結論から言います。保育園の英語活動の目的は「英語が話せるようになること」ではなく「英語が怖くない・楽しいという印象を作ること」です。この設計思想を正確に理解した上で、家庭でどう補完するかを考えることが重要です。私はモンテッソーリ教師・保育士として10年間・複数の保育園での英語活動を観察してきました。この記事では現状データ・メリット・デメリット・保育園とプリスクールの違い・家庭での補完方法・よくある疑問まで網羅的にお伝えします。

📋 この記事でわかること

  • 保育園英語教育の現状——導入率・具体的な活動内容・実施頻度の実態データ
  • メリットとデメリットの正直な評価——「期待していいこと」と「過度な期待が禁物なこと」
  • 保育園の英語活動vsプリスクールの明確な違い——費用・言語環境・目的の3軸で比較
  • 子どものタイプ別の向き不向き——積極的な子・おとなしい子への異なるアプローチ
  • 家庭でできる補完方法——年齢別(0〜2歳・3〜5歳)の無料・低コストリソース
  • 英語のある保育園を選ぶ際のチェックリスト10項目
  • よくある疑問Q&A——「日本語発達への影響」「何歳から始めるべきか」など

保育園英語教育の現状——導入率と実際の内容

「英語のある保育園」に入れれば安心、という前に実態を把握することが重要です。

導入率と実施頻度の実態

ベネッセ教育総合研究所「第3回 幼児教育・保育についての基本調査(2018年)」によると、私立・私営の園では半数以上で英語活動が行われています。
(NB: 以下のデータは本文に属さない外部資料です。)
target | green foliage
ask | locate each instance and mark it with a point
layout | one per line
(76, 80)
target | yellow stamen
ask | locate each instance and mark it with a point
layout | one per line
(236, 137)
ただしその実施頻度と内容は園によって大きく異なります。

活動内容 具体例 一般的な頻度 期待できる効果
英語の歌・ダンス Hello Song、Head Shoulders Knees and Toes 週1〜2回 英語の音・リズムへの親しみ
簡単な挨拶 Good morning、How are you?、See you! 毎日(日課として) 英語フレーズへの慣れ
英語ゲーム 色・動物・数字当てゲーム 月数回 語彙への親しみ
英語絵本の読み聞かせ ネイティブ講師が読み聞かせ 月1〜2回 英語の音声への接触
季節のイベント Halloween、Christmas party 年数回 文化体験・楽しい記憶

私が複数の保育園の英語活動を観察してきた実感として——「英語活動がある保育園」といっても、月1回の外部講師訪問から週3回のネイティブによるレッスンまで、同じ「英語あり」でも内容の差が非常に大きいです。「英語活動がある」という情報だけで保育園を選ぶと、期待外れになることがあります。見学時に「週何回・1回何分・どんな内容か」を必ず確認してください。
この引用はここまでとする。